Late Period, 26th–30th Dynasty, circa 664–332 BC.
Scarab: Ancient Egypt; Mount: 19th century.
Dimensions: 4.3 × 2.8 cm.
Weight: 17 grams.
This elegant composition features an uninscribed blue glass scarab dating to Egypt’s Late Period, securely mounted within a finely crafted 19th-century high carat gold brooch. The mount, characterised by a rope-twist border, reflects the 19th-century European revivalist interest in antiquity, particularly the Egyptianising tastes associated with the Grand Tour and the nascent field of Egyptology.
The scarab itself, though unengraved, conforms typologically to the vast corpus of Late Period amulets, which were frequently produced in faience, glazed steatite, or glass. Its bright cobalt-blue hue is consistent with known examples from the period, where innovations in glassmaking allowed for vivid pigmentation mimicking lapis lazuli.
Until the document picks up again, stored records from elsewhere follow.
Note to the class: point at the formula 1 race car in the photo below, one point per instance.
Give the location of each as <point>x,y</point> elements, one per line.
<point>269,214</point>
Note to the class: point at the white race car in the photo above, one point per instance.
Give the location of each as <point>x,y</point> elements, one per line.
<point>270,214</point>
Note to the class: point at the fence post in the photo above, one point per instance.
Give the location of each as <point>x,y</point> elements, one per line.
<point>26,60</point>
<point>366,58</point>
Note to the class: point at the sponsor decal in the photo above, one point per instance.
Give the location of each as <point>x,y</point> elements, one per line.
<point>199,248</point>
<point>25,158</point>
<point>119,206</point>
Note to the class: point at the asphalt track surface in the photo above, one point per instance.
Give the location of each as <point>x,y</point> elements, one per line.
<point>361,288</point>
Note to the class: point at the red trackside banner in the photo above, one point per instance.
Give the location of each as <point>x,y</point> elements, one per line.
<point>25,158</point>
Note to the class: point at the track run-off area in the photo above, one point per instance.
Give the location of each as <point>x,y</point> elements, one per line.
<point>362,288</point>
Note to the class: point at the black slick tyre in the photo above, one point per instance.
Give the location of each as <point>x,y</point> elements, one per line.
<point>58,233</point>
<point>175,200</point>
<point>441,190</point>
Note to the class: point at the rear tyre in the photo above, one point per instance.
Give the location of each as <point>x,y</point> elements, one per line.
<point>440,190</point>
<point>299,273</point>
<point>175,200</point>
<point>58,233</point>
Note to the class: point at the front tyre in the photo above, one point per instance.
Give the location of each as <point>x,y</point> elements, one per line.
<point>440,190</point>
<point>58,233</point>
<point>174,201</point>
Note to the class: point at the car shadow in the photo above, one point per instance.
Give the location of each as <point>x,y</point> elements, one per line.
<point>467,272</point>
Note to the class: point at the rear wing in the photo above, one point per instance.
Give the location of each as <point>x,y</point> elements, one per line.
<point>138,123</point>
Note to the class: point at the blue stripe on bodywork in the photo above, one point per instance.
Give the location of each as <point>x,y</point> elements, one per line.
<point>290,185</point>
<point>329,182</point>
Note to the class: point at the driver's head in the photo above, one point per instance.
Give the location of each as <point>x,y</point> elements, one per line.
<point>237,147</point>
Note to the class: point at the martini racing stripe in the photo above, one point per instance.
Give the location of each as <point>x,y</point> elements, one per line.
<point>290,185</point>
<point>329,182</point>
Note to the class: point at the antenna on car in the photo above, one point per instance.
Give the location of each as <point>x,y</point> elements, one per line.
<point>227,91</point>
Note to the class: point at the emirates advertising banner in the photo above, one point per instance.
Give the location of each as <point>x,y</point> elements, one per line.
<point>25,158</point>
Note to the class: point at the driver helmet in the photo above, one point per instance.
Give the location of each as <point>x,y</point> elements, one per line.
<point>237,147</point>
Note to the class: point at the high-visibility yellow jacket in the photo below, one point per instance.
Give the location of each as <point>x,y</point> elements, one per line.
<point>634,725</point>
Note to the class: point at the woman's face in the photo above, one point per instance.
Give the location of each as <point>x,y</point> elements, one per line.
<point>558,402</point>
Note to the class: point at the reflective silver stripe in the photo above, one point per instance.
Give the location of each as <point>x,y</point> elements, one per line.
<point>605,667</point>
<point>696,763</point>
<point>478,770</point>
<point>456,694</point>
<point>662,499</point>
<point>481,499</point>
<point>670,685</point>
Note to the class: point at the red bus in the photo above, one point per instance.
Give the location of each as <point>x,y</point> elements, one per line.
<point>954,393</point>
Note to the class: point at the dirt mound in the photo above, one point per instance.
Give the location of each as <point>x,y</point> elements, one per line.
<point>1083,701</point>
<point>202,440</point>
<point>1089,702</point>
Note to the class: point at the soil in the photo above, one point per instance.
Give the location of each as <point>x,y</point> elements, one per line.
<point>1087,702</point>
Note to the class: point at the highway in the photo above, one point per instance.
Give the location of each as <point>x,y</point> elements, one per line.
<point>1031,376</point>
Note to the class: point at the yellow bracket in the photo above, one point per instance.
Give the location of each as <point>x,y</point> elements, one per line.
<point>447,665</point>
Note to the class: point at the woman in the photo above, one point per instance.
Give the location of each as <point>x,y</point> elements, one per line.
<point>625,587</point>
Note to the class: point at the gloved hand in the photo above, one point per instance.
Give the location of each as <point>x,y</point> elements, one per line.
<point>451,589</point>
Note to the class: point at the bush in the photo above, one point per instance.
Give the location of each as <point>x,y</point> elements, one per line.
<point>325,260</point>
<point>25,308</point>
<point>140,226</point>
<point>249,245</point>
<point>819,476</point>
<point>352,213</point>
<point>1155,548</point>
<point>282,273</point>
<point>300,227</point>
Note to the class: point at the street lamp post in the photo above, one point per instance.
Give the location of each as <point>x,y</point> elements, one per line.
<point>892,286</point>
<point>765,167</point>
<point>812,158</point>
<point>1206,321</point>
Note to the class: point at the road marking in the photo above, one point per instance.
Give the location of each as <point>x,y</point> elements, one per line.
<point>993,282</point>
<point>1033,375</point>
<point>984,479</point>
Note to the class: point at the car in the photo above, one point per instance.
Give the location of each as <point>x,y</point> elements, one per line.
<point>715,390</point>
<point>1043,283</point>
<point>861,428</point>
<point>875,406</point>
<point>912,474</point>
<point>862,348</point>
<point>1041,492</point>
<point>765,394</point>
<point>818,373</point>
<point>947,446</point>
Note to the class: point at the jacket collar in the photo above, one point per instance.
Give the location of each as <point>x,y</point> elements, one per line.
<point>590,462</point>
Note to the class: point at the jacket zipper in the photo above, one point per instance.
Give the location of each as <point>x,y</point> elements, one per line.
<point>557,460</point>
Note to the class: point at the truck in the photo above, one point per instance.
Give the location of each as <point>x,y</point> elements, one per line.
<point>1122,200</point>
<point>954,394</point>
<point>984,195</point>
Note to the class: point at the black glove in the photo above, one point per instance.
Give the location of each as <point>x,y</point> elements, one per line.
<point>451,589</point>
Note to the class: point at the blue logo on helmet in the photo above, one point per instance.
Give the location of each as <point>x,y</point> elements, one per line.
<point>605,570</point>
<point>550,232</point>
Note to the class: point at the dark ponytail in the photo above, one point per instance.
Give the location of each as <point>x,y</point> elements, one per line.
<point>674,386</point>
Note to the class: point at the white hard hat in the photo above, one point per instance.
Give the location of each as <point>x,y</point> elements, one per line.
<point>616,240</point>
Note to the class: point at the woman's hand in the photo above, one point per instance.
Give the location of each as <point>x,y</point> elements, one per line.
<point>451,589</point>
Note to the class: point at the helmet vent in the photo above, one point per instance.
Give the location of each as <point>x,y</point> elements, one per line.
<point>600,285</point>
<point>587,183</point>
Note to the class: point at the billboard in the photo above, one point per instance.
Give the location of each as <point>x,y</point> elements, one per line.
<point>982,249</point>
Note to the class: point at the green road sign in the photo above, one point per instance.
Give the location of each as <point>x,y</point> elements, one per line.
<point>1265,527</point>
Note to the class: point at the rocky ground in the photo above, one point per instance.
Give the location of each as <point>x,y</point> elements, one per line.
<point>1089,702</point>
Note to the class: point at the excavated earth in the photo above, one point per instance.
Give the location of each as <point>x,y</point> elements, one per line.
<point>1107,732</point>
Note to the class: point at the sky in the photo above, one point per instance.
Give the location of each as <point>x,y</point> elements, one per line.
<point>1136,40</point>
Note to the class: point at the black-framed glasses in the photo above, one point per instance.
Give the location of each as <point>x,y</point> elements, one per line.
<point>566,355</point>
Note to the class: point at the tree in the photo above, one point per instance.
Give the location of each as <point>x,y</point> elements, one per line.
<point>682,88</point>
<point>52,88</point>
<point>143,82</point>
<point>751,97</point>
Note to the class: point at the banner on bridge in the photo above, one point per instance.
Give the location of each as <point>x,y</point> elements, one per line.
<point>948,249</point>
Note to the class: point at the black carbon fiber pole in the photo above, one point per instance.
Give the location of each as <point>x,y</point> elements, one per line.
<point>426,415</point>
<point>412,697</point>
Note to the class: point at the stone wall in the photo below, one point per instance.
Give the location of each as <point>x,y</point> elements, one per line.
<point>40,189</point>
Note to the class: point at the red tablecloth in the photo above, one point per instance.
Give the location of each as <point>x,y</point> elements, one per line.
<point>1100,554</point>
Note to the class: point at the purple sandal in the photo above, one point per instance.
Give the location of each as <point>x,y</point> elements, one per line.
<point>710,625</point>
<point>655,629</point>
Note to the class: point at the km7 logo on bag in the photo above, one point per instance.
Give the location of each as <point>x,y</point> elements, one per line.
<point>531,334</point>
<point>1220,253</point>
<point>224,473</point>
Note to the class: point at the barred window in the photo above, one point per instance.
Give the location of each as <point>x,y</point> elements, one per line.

Scarabs of this nature functioned primarily as amulets, believed to carry protective and regenerative properties associated with the solar deity Khepri, the divine manifestation of the morning sun.
Provenance: Private Collection, England.
A similar blue glass scarab can be found in the collection of Sir Henry Solomon Wellcome (1853–1936), Science Museum Group, London, Object Number: A72725
For Further examples of Egyptian blue gas scarabs see:
• The British Museum (EA22872)
• The Metropolitan Museum of Art (Accession No. 74.51.4528)
• Christie’s (Sale 11936, Lot 68)
Scarabs were among the most ubiquitous amuletic forms in ancient Egypt, with their iconography and materiality evolving over millennia. By the Late Period, while engraved scarabs continued to function as seals and votive offerings, uninscribed variants like the present example were more commonly used as general-purpose amulets, worn or buried with the deceased to ensure protection and rebirth. The continued use of older forms in new materials—especially glass—testifies to the enduring symbolic potency of the scarab motif across time and social strata.